Learning about the low statistics of Southeast Asian students enrolled in colleges in “A Dream Denied”, particularly for Vietnamese-Americans, painfully hit home for me, especially because I am Vietnamese-American. Born and raised in San Francisco, California, I was accustomed to the tremendous diversity of students in my elementary school, middle school and high school, so I never really questioned ethnicity, socioeconomic class, or other factors that contribute to academic success. I never questioned my own privilege as a Southeast Asian attending private school. I never questioned why the instances of me meeting another Vietnamese-American in school were largely infrequent. Because my parents, who came as refugees to the U.S. during the Vietnam War, did not get the chance to complete college, they always emphasized the importance of education for me and my siblings. Thus, there was no question about me going to college – it was just something that I naively believed was normal for everyone in the U.S.

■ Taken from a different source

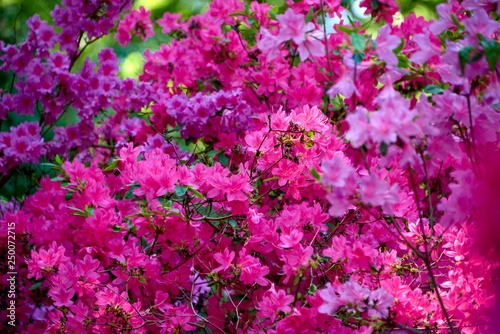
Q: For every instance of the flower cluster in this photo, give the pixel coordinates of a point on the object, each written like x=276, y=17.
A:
x=262, y=175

As a Southeast Asian American, I am surprised about the statistics of this population in higher education and am disappointed in myself for not realizing this truth sooner. However, I believe that this shows how information presented about Southeast Asian American students in schools is not being discussed about enough, and when it is mentioned, it is not addressing the main issue that not all Asian American students are the same, especially Southeast Asian students who are largely underrepresented. There exists a tremendous diversity between Asian American communities, and this homogenous pile that they are put under makes it impossible for those who are “hidden” in the aggregated data to receive the resources necessary to achieve academic success. Engaging in more discussions about this subject and presenting more accurate information on the experiences about Southeast Asian students can help dismantle the myth that all Asian American students are high academic achievers and can help create policies that will benefit the groups who are disadvantaged from these generalizations.
Um, Khatharya. A Dream Denied: Educational Experiences of Southeast Asian American Youth: Issues and Recommendations. Washington, DC: Southeast Asia Resource Action Center, 2003.